J’ai dit que l’amour, c’est-à-dire la beauté en action ou l’acte de la beauté, nous libère de l’absurde. Le désir est le carburant de ce mouvement d’hélicoptère (helikos=spirale=esprit; ptère=aile) parce qu’il relie le désir et le désiré dans l’acte créateur. Mais si la grande hélice ne tourne pas dans une densité de fluide suffisante qui transcende l’hélicoptère, si elle n’a pas de prise à la fois dans la résistance du réel total et dans l’appel de la conscience plénière, rien ne bouge. Tant qu’on n’a pas découvert la beauté d’un être spécifique dans la beauté de l’être universel, l’amour tourne à vide et s’effondre sur lui-même. Pour découvrir la beauté, il faut rejoindre un être riche en dignité et pauvre en illusions, comme un minuscule colibri qui lutte contre le vent afin de planter son bec dans une corolle, comme un itinérant qui se bat pour préserver son intégrité…

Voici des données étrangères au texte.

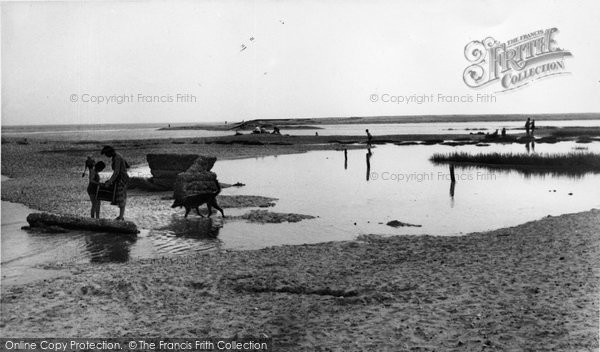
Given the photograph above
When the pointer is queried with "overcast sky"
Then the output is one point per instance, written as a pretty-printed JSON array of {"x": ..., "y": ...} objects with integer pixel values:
[{"x": 302, "y": 58}]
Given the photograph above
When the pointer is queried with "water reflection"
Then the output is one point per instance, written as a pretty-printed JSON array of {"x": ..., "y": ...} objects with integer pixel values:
[
  {"x": 195, "y": 227},
  {"x": 368, "y": 158},
  {"x": 104, "y": 247},
  {"x": 345, "y": 159}
]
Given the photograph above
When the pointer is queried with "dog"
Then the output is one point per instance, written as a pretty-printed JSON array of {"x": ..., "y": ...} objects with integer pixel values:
[{"x": 197, "y": 200}]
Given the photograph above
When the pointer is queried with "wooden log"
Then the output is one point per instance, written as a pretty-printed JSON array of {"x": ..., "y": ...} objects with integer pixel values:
[
  {"x": 178, "y": 162},
  {"x": 80, "y": 223},
  {"x": 158, "y": 173}
]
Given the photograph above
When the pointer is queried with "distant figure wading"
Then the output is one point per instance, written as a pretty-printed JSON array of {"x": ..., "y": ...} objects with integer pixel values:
[{"x": 119, "y": 179}]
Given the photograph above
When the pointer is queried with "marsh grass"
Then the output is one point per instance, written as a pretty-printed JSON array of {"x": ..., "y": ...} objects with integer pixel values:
[{"x": 572, "y": 163}]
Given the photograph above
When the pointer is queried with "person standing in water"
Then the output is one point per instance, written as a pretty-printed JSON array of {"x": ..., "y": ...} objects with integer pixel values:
[
  {"x": 93, "y": 184},
  {"x": 119, "y": 179}
]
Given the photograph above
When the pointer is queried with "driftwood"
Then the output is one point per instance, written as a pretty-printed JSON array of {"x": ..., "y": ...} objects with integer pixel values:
[{"x": 79, "y": 223}]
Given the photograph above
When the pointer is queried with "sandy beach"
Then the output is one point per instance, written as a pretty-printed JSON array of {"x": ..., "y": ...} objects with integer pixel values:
[{"x": 530, "y": 287}]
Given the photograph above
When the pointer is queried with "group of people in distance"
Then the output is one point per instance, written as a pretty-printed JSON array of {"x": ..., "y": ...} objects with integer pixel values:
[
  {"x": 115, "y": 187},
  {"x": 529, "y": 126}
]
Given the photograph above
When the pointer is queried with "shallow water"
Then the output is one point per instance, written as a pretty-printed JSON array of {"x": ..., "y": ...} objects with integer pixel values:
[
  {"x": 403, "y": 185},
  {"x": 151, "y": 131}
]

Pour y arriver, il faut s’échapper de l’idéal sans le perdre, le rejoindre dans les limites d’un être en chair et en os. Si on ne voit que sa perfection ou que ses imperfections, on replonge dans nos schémas. L’amour commence où l’illusion s’effondre parce que la sincérité surgit et la vérité affranchit. C’est pourquoi l’amour nous met à l’épreuve.
Un attachement dégrisé peut devenir un lien, je veux dire un engagement réciproque fiable : Nous irons ensemble vers la beauté que nous découvrons mutuellement dans nos « pauvretés ». L’autre est reconnu parce qu’il a une valeur unique à nos yeux et non seulement parce que j’ai de l’amour à donner. C’est alors que l’hélice mord dans la densité de l’air et qu’on peut sortir du cinéma des amours d’un jour. À ce moment-là, le désir change l’être désiré et l’être désiré change l’être désirant. L’amour transforme.
Aimer un être à la fois, cultiver quelques liens réciproques fiables, se débattre dans les éléments concrets du monde permet de rejoindre l’universel bien mieux que d’aimer en général tous les êtres qu’on ne connaîtra jamais.